Based on the "Who Can Request the Voter File" column, one would presume that the voter data is a bit harder to access. This is unfortunately misleading, as can be seen in the case of both states below:

As you can see, there are no paywalls or higher hurdles in place as it is made to seem according to the entries in the NCSL. Those entries could very well refer to pre-compiled lists of voters; although tedious, anybody could assemble their own list with a bit of research. It took me roughly 10 minutes to find a random entry in the Alabama voter registration database, and all it took was a Google search:

Alright, fine, my data's out there: who cares?

Not everyone experiences privacy paranoia: some folks just accept the status quo and figure their information is already blasted everywhere so why bother fighting this? The thing about voter registration data, like I alluded to earlier in the post, is that if it doesn't offer a social engineer some juicy data right off the bat, it offers a pivot for that person to work off of to gain access to more sensitive data. The information deduced from performing searches for voter registration information can, for example, provide the answers to security questions in place at workplaces, credit card providers, medical providers, among other entities. A date of birth and a county of residence can provide a starting point for collecting information that can snowball into a well-built dossier for a person to leverage in a social engineering campaign.

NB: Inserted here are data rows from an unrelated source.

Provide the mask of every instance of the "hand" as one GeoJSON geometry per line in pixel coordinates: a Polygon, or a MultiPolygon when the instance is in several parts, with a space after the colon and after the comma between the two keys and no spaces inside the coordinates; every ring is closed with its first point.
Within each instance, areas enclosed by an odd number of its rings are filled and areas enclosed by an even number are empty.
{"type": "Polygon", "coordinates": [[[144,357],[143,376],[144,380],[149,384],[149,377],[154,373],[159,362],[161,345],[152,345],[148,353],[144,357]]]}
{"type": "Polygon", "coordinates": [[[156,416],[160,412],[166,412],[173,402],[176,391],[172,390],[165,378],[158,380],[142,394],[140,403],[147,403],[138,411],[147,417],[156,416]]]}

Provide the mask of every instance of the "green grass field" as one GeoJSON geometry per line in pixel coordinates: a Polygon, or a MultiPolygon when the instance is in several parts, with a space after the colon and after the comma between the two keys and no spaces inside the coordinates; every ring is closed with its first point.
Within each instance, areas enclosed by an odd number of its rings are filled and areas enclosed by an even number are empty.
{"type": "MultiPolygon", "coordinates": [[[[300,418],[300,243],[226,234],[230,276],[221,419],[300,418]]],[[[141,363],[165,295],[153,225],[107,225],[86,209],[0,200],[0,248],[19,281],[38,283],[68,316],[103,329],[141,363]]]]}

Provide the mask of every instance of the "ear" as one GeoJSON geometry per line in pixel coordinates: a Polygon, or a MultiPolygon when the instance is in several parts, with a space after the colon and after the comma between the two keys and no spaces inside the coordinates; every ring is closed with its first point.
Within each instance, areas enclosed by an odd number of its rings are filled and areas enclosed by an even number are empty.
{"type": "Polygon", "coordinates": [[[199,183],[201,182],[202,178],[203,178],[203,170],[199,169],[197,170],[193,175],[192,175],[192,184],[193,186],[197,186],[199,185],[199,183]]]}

For reference, state-sponsored campaigns have already been conducted using this public information; Russia and Iran have leveraged the accessibility of voter registrations to perform disinformation campaigns during election season in the United States.

What can I do about this?

The accessibility of voter registration data, as you could probably deduce from the examples provided above, are determined by state legislation. If this is an issue that makes you uncomfortable or you feel warrants change in the state you live in, reach out to the lawmakers in your state. You can find your state representative using the search function at the US House of Representatives site here.

As not only a mindful citizen but a red teamer that regularly conducts social engineering engagements to assess the security posture of organizations, I encourage you to reflect on the price of convenience when it comes to data privacy. As exemplified in some of the examples provided, the cost of entry does not need to be set impossibly high to add safeguards to your personal information. Data brokerage and the information age has made it painfully simple to build out profiles on vulnerable targets, but any mitigation or checks we can add to getting access to that information chips away at the motivation and maneuverability of a threat actor. Any limitation or even discouragement that can be implemented is an improvement in data privacy and safety.